Atypical Presentations and Variants

• Weakness may be asymmetrical or predominantly proximal/distal 1
• Weakness can start in legs, arms, or simultaneously in all limbs 1
• Severe pain or isolated cranial nerve dysfunction may precede weakness 1
• Miller Fisher syndrome: ophthalmoplegia, ataxia, and areflexia (5-25% of cases) 1
• Pure motor variant: weakness without sensory signs (5-70% of cases) 1
• Other variants: pharyngeal-cervical-brachial, paraparetic, bilateral facial palsy, pure sensory 1

Warning Signs (Features Casting Doubt on Diagnosis)

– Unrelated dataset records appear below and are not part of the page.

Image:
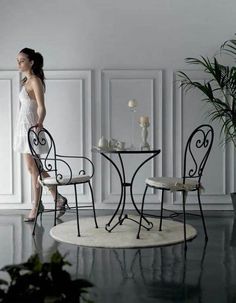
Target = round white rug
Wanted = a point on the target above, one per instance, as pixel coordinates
(123, 236)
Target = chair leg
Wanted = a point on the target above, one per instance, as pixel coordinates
(94, 212)
(203, 220)
(184, 201)
(141, 213)
(162, 200)
(77, 212)
(38, 208)
(55, 209)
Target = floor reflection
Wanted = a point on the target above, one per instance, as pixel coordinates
(207, 274)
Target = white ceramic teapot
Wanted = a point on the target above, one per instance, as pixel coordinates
(103, 143)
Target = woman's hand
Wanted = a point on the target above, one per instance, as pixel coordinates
(39, 126)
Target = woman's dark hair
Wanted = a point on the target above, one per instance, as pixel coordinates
(37, 67)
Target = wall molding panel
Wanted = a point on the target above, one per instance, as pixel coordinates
(10, 164)
(117, 87)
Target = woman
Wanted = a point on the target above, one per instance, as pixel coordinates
(32, 112)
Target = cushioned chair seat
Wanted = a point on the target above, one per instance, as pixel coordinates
(173, 184)
(65, 180)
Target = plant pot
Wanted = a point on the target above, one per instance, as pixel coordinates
(233, 198)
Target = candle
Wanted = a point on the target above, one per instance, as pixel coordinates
(144, 120)
(132, 103)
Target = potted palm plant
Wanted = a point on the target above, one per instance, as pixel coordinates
(49, 282)
(219, 91)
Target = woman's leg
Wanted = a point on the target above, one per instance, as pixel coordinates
(32, 168)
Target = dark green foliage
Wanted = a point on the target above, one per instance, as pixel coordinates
(219, 91)
(38, 282)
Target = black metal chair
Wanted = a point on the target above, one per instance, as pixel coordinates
(196, 153)
(59, 166)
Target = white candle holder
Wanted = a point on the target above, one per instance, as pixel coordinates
(144, 135)
(132, 104)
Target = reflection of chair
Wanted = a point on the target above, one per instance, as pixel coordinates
(196, 153)
(60, 169)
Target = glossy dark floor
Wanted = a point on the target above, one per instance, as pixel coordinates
(208, 274)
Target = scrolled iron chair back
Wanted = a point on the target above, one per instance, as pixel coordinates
(38, 139)
(199, 144)
(51, 161)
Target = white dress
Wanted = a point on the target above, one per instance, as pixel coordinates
(27, 117)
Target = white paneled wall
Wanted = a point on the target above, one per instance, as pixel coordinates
(71, 120)
(117, 87)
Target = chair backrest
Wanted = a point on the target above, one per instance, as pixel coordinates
(197, 151)
(43, 150)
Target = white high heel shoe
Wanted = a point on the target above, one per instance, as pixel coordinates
(34, 210)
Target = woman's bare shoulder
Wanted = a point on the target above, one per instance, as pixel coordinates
(36, 81)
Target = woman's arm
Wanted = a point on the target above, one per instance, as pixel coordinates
(38, 89)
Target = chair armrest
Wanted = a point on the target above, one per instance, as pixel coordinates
(79, 157)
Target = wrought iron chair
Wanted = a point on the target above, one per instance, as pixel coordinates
(61, 171)
(196, 153)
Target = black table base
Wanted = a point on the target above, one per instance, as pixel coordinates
(121, 173)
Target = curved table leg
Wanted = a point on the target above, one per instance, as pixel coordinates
(131, 187)
(124, 184)
(121, 195)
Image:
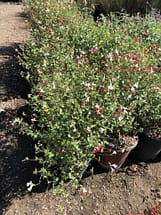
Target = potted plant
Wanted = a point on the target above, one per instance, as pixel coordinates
(89, 85)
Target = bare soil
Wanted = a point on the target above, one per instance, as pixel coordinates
(135, 188)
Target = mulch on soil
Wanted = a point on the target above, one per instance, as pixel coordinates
(135, 188)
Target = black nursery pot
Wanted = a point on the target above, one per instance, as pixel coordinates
(148, 148)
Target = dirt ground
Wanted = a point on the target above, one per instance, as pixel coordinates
(134, 189)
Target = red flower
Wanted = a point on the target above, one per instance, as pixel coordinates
(137, 39)
(102, 90)
(44, 82)
(40, 91)
(129, 85)
(97, 149)
(85, 192)
(93, 50)
(148, 68)
(102, 108)
(119, 111)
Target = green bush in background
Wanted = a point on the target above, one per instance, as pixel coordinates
(88, 79)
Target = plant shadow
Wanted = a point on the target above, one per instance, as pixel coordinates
(14, 147)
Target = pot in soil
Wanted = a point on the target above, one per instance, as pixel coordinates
(114, 155)
(149, 146)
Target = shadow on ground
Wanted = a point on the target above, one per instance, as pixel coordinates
(14, 148)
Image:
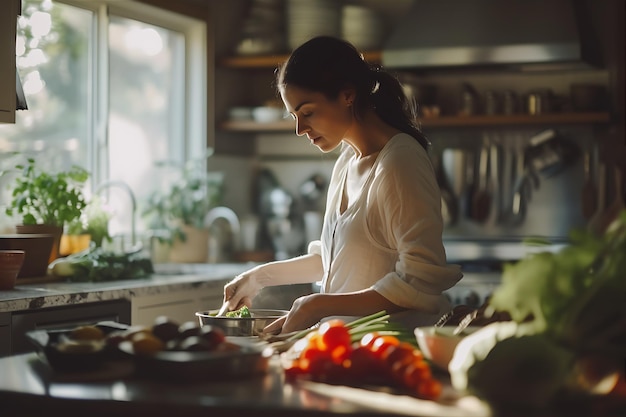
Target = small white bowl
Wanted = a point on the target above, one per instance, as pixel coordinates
(438, 343)
(267, 114)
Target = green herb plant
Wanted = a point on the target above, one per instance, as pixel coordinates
(40, 197)
(186, 202)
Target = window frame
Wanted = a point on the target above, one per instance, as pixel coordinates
(193, 99)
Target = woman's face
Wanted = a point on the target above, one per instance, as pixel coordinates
(325, 122)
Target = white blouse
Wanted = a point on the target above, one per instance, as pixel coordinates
(388, 237)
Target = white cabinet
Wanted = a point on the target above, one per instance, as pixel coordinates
(8, 20)
(179, 306)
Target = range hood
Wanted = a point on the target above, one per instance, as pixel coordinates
(519, 34)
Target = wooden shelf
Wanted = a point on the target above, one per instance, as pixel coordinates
(273, 61)
(445, 121)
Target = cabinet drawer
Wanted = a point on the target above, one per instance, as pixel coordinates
(64, 317)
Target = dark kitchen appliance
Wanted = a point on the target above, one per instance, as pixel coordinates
(513, 33)
(482, 263)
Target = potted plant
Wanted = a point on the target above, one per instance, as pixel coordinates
(46, 202)
(177, 214)
(91, 226)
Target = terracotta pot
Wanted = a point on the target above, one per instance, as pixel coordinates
(55, 231)
(10, 264)
(37, 249)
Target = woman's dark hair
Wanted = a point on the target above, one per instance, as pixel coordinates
(328, 65)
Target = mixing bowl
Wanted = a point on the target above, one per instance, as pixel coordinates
(241, 326)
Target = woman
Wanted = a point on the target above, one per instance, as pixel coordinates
(381, 245)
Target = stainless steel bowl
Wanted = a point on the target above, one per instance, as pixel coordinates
(241, 326)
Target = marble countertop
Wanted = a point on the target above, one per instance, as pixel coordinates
(167, 277)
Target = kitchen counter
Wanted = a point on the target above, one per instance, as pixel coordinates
(29, 388)
(166, 279)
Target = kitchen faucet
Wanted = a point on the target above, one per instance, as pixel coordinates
(231, 218)
(122, 185)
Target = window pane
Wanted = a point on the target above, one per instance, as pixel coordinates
(145, 126)
(52, 60)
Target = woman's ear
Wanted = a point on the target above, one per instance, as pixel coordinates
(348, 96)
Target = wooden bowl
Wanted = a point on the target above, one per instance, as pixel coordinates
(11, 262)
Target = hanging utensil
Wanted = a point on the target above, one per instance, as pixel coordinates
(481, 203)
(519, 193)
(495, 172)
(596, 221)
(467, 195)
(589, 192)
(449, 205)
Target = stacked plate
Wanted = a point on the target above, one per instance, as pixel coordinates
(263, 29)
(309, 18)
(362, 27)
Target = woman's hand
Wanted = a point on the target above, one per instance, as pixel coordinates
(241, 290)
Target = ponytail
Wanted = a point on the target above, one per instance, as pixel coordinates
(328, 65)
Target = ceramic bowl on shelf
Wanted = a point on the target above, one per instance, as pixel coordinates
(240, 113)
(11, 262)
(267, 114)
(37, 249)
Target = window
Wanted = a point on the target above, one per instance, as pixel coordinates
(114, 87)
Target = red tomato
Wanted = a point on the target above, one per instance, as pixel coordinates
(341, 353)
(362, 363)
(333, 334)
(415, 373)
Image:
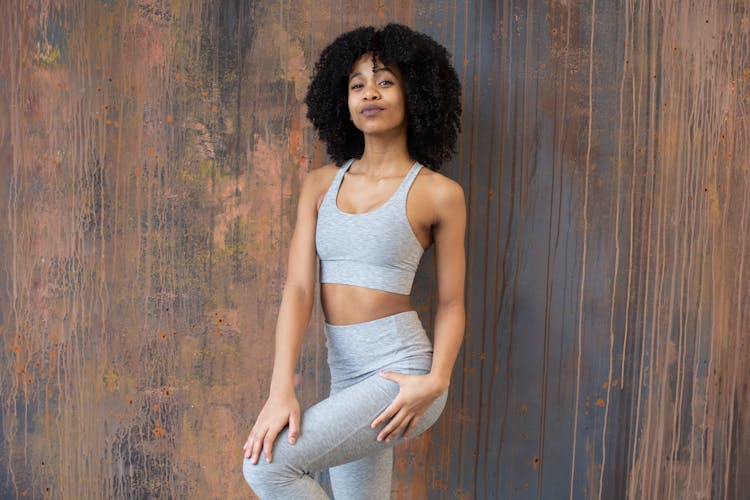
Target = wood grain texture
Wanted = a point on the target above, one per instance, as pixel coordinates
(151, 155)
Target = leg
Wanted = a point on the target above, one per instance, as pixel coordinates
(335, 431)
(364, 479)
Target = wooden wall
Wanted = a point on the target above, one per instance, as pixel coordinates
(151, 154)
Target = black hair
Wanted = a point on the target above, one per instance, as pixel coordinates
(433, 92)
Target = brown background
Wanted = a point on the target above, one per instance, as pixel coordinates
(151, 154)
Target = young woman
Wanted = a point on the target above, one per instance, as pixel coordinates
(386, 102)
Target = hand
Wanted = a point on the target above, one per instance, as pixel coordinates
(416, 394)
(275, 415)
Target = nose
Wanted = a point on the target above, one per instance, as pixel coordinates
(370, 92)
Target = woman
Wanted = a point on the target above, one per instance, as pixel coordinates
(385, 102)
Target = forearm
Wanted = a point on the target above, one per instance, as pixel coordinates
(450, 322)
(294, 315)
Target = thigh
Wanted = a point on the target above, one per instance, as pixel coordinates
(337, 429)
(368, 478)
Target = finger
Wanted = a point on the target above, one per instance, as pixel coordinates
(412, 426)
(389, 412)
(398, 431)
(293, 427)
(268, 443)
(256, 446)
(390, 426)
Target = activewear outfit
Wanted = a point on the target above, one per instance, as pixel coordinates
(375, 249)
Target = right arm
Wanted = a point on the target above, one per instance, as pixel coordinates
(282, 408)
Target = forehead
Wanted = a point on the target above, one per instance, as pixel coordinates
(364, 66)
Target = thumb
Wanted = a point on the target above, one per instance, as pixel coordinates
(293, 427)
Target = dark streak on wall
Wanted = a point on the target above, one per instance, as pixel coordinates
(151, 155)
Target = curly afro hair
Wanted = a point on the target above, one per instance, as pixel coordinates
(433, 92)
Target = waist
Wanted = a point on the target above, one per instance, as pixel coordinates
(348, 304)
(393, 342)
(352, 272)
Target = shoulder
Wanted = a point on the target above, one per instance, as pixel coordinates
(317, 182)
(446, 194)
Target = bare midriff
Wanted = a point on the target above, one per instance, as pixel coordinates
(349, 304)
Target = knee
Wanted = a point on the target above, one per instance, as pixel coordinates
(264, 478)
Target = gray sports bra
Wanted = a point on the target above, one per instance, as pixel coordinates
(375, 249)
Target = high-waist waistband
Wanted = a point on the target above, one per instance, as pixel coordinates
(388, 343)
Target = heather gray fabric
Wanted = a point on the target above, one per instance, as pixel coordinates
(336, 432)
(375, 249)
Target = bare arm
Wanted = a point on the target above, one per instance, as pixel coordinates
(450, 319)
(282, 408)
(418, 392)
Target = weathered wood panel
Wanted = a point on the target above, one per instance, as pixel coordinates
(151, 154)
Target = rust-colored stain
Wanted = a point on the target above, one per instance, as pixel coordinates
(151, 156)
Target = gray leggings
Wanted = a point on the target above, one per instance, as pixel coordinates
(336, 432)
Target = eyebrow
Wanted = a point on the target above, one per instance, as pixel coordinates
(376, 70)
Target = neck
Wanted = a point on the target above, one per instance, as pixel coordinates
(385, 155)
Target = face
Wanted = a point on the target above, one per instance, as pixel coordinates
(376, 97)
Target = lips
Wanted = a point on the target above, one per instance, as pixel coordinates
(371, 110)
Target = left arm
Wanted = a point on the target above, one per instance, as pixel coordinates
(418, 392)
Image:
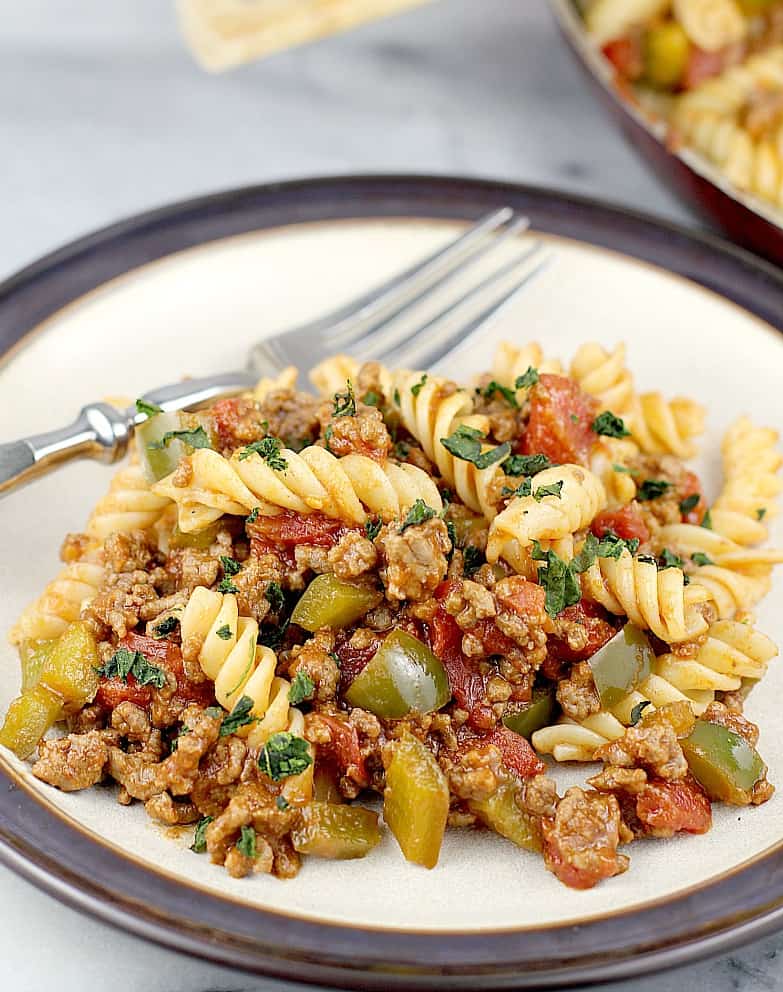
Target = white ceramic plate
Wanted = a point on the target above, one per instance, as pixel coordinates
(199, 310)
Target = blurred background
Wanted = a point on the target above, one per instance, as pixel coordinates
(104, 111)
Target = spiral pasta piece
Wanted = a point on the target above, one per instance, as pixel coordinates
(751, 462)
(688, 540)
(129, 505)
(312, 480)
(430, 412)
(730, 591)
(61, 602)
(604, 375)
(654, 600)
(713, 120)
(547, 518)
(330, 375)
(731, 652)
(610, 19)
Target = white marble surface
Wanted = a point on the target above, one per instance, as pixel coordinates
(103, 113)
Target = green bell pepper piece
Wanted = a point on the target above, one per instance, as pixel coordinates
(338, 832)
(159, 462)
(502, 814)
(621, 664)
(534, 715)
(723, 762)
(416, 801)
(403, 676)
(330, 602)
(33, 655)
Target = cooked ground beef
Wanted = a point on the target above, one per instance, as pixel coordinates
(413, 562)
(581, 841)
(76, 761)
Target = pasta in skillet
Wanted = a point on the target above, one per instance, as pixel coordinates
(290, 601)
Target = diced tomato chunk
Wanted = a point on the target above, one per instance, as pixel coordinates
(627, 523)
(344, 748)
(290, 528)
(627, 56)
(560, 423)
(597, 629)
(690, 485)
(666, 808)
(522, 597)
(516, 751)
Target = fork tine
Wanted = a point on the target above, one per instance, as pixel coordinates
(432, 349)
(347, 323)
(454, 259)
(385, 335)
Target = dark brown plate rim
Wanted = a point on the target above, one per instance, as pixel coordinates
(63, 860)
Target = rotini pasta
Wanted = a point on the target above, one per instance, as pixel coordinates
(309, 481)
(654, 600)
(576, 495)
(351, 607)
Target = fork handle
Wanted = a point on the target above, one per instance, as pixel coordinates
(100, 431)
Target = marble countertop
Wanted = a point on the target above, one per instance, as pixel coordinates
(104, 114)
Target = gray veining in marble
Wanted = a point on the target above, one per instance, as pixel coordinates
(103, 113)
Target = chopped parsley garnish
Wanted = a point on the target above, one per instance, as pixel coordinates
(196, 438)
(610, 425)
(419, 513)
(124, 663)
(283, 755)
(150, 409)
(523, 489)
(525, 464)
(302, 688)
(247, 842)
(636, 712)
(473, 559)
(507, 394)
(230, 565)
(554, 489)
(670, 560)
(527, 379)
(372, 528)
(275, 596)
(272, 637)
(689, 503)
(653, 489)
(417, 388)
(199, 844)
(268, 449)
(345, 403)
(465, 444)
(165, 627)
(558, 579)
(238, 717)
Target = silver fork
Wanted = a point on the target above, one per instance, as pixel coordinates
(368, 328)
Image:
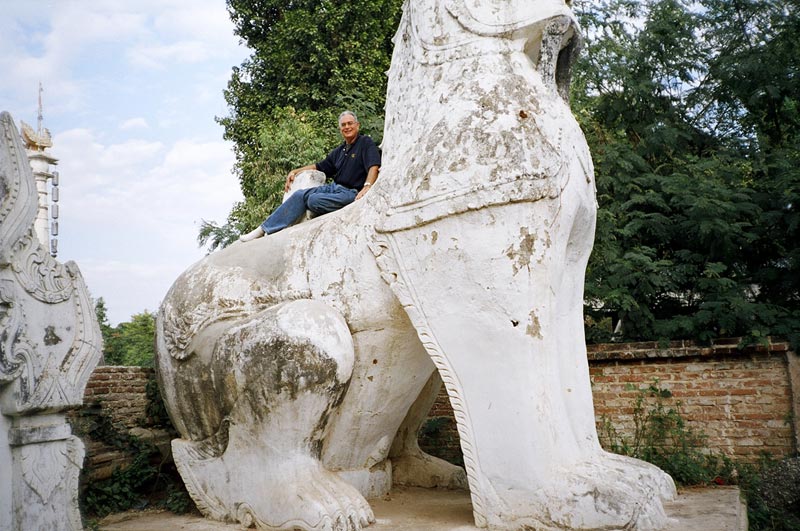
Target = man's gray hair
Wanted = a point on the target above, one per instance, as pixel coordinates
(351, 113)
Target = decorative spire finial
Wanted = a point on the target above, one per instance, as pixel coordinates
(40, 117)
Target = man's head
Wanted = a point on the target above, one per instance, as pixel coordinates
(348, 126)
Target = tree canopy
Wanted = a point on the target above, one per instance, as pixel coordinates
(690, 110)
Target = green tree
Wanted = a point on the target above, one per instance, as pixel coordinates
(680, 201)
(315, 57)
(130, 343)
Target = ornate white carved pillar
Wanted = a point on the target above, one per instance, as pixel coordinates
(49, 344)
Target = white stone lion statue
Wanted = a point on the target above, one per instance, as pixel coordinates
(289, 364)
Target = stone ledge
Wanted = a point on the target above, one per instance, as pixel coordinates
(679, 349)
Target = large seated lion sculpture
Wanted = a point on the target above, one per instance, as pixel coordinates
(297, 367)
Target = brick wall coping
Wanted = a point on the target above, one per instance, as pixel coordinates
(679, 349)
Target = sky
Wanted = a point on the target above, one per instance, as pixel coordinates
(131, 90)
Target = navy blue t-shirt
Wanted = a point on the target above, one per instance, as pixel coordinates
(349, 165)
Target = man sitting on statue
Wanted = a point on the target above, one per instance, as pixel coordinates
(353, 166)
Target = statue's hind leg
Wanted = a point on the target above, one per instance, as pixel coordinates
(568, 314)
(492, 327)
(284, 370)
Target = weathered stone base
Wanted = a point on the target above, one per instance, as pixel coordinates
(413, 509)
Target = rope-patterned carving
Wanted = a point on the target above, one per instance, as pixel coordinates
(389, 259)
(18, 360)
(42, 276)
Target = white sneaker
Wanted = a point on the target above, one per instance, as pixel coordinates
(257, 233)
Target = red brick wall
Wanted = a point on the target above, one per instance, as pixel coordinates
(742, 401)
(118, 393)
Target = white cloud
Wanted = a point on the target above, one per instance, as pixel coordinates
(134, 123)
(131, 91)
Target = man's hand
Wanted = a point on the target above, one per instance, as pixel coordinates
(289, 180)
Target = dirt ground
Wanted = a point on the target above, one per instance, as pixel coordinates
(414, 509)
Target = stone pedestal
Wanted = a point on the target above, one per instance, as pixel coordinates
(49, 344)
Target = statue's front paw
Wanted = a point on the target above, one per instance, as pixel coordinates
(309, 501)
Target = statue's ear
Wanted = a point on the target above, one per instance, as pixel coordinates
(496, 17)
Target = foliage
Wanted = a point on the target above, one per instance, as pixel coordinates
(690, 110)
(661, 436)
(313, 56)
(697, 229)
(146, 480)
(129, 343)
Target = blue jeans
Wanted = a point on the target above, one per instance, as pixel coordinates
(319, 200)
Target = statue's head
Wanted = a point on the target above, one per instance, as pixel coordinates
(447, 24)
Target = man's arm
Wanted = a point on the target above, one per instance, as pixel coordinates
(372, 176)
(293, 173)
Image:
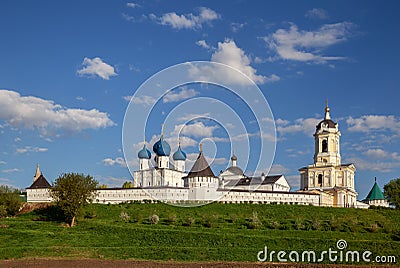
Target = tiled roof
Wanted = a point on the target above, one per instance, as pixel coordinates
(375, 193)
(200, 168)
(40, 183)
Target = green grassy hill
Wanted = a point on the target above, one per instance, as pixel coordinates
(231, 232)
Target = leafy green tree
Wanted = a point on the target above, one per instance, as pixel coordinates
(392, 192)
(10, 202)
(127, 184)
(71, 191)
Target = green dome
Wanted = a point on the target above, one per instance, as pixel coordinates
(375, 193)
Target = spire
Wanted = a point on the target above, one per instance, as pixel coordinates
(37, 173)
(327, 115)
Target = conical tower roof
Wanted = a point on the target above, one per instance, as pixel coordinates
(201, 168)
(375, 193)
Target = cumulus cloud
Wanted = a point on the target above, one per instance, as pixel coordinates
(230, 54)
(183, 94)
(30, 149)
(197, 129)
(132, 5)
(381, 154)
(368, 123)
(96, 67)
(144, 100)
(203, 44)
(10, 170)
(33, 112)
(278, 169)
(117, 161)
(187, 21)
(305, 125)
(306, 46)
(317, 13)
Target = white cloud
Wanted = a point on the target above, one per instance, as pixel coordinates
(189, 117)
(272, 78)
(278, 169)
(381, 154)
(145, 100)
(183, 94)
(191, 158)
(377, 166)
(317, 13)
(29, 149)
(203, 44)
(187, 21)
(305, 125)
(197, 129)
(32, 112)
(117, 161)
(230, 54)
(306, 46)
(132, 5)
(96, 66)
(10, 170)
(368, 123)
(235, 26)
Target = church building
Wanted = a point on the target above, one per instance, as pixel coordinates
(327, 175)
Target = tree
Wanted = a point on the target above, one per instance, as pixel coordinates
(392, 192)
(71, 191)
(10, 202)
(127, 184)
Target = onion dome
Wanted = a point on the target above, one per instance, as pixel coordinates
(144, 153)
(233, 158)
(179, 154)
(327, 122)
(161, 147)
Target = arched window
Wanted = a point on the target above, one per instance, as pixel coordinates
(324, 146)
(320, 179)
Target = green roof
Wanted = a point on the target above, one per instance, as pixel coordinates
(375, 193)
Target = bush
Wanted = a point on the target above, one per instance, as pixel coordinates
(274, 225)
(189, 221)
(209, 221)
(255, 222)
(316, 224)
(154, 219)
(124, 216)
(90, 214)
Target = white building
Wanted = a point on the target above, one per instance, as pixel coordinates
(327, 175)
(326, 182)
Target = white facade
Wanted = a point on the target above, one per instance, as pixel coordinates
(327, 174)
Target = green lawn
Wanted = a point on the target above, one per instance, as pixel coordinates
(231, 232)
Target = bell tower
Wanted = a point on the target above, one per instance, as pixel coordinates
(327, 141)
(327, 175)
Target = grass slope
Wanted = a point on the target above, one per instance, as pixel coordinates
(227, 232)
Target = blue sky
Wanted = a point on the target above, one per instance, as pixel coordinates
(69, 69)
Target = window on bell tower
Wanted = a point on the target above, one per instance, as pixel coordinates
(324, 146)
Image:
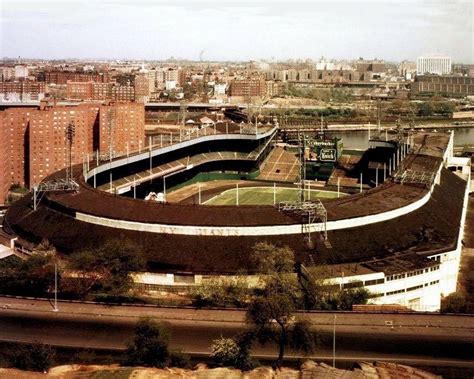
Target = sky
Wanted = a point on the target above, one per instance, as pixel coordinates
(271, 30)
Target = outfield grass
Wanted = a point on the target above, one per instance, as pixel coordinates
(264, 196)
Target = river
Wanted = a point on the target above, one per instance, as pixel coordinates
(359, 139)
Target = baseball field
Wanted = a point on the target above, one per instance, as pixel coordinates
(265, 196)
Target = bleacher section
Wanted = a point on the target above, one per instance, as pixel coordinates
(280, 166)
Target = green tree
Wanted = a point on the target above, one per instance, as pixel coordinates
(270, 259)
(234, 352)
(149, 346)
(454, 303)
(272, 319)
(33, 357)
(225, 352)
(33, 276)
(107, 268)
(231, 292)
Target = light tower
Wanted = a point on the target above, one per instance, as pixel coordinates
(70, 132)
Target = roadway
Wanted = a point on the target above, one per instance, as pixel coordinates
(417, 339)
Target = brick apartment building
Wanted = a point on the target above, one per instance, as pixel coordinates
(22, 90)
(248, 87)
(446, 84)
(121, 127)
(47, 144)
(32, 141)
(13, 142)
(62, 77)
(99, 91)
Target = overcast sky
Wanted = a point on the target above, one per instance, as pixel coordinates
(236, 30)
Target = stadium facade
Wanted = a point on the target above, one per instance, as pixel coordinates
(401, 240)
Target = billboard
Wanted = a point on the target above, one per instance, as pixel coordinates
(326, 150)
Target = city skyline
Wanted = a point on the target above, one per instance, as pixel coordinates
(236, 31)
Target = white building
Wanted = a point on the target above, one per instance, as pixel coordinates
(170, 84)
(21, 72)
(433, 65)
(219, 89)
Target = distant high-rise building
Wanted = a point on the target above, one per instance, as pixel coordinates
(248, 87)
(33, 145)
(433, 65)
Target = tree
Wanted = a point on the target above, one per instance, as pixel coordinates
(33, 276)
(232, 292)
(270, 259)
(271, 317)
(225, 352)
(234, 352)
(33, 357)
(454, 303)
(107, 269)
(149, 346)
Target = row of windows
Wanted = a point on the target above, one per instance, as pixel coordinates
(411, 273)
(414, 288)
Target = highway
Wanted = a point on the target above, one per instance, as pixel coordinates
(413, 339)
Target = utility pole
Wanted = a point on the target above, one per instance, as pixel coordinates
(334, 343)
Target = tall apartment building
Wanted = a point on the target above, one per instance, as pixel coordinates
(142, 87)
(99, 91)
(5, 181)
(121, 127)
(248, 87)
(448, 84)
(22, 91)
(79, 90)
(13, 145)
(274, 88)
(433, 65)
(33, 145)
(62, 77)
(47, 143)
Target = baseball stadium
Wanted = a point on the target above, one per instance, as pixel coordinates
(390, 218)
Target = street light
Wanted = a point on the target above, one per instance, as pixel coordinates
(334, 343)
(55, 309)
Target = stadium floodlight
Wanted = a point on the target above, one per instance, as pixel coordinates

• Marked pleocytosis in CSF (>50 cells/μl) 1
• Persistent asymmetry of weakness 1
• Bladder/bowel dysfunction at onset 1
• Severe respiratory dysfunction with limited limb weakness at onset 1
• Fever at onset 1
• Nadir <24 hours or progression >4 weeks 1
• Sharp sensory level suggesting spinal cord injury 1
• Hyperreflexia or extensor plantar responses 1

Diagnostic Algorithm

Step 1: Clinical Assessment

• Document pattern and progression of weakness 1
• Assess tendon reflexes 1
• Evaluate for sensory symptoms 1
• Check for cranial nerve involvement 1
• Look for signs of autonomic dysfunction 1
• Inquire about preceding events (infections within 6 weeks) 1

Step 2: Laboratory Investigations

• Complete blood count, glucose, electrolytes, kidney function, liver enzymes (to exclude other causes) 1
• Anti-ganglioside antibody testing:
  • Limited value in typical GBS but may help when diagnosis is uncertain 1
  • Anti-GQ1b antibodies have greater diagnostic value in suspected Miller Fisher syndrome (present in up to 90% of cases) 1

Step 3: Cerebrospinal Fluid Examination

• Look for albumino-cytological dissociation (elevated protein with normal cell count) 1
• Important note: Normal protein levels do not rule out GBS (30-50% normal in first week, 10-30% normal in second week) 1
• Mild pleocytosis (10-50 cells/μl) is compatible but should prompt consideration of alternative diagnoses 1

Step 4: Electrodiagnostic Studies

• Not required for diagnosis but recommended to support it, particularly in atypical presentations 1
• Typical findings: reduced conduction velocities, reduced sensory and motor evoked amplitudes, abnormal temporal dispersion, partial motor conduction blocks 1
• "Sural sparing pattern": normal sural sensory nerve action potential with abnormal median and ulnar sensory nerve action potentials 1
• Note: Studies may be normal early in disease course (within 1 week of onset) or in certain variants 1
• Consider repeat studies 2-3 weeks later if initial results are normal but clinical suspicion remains high 1

Step 5: Imaging (in Selected Cases)

• MRI or ultrasound imaging should be considered in atypical cases 2

Important Diagnostic Considerations

Timing of Symptom Progression

• Classic GBS: progressive phase lasts from days to 4 weeks (usually <2 weeks) 1
• If maximum disability is reached within 24 hours or after 4 weeks, consider alternative diagnoses 1
• Consider changing diagnosis to acute-onset chronic inflammatory demyelinating polyradiculoneuropathy (A-CIDP) if progression continues after 8 weeks from onset (occurs in approximately 5% of patients initially diagnosed with GBS) 2, 3

Diagnostic Pitfalls to Avoid

• Relying solely on CSF protein levels (may be normal early in disease) 1
• Waiting for antibody test results before initiating treatment 1
• Dismissing diagnosis due to normal initial electrodiagnostic studies 1
• Failing to recognize atypical presentations, especially in young children who may present with nonspecific features (pain, refusal to bear weight, irritability) 1
• Missing treatment-related fluctuations (TRFs), which occur in a minority of patients and may be confused with disease progression 3

By following this structured diagnostic approach, clinicians can accurately diagnose GBS and its variants, allowing for prompt treatment initiation which is crucial for improving outcomes 2, 4.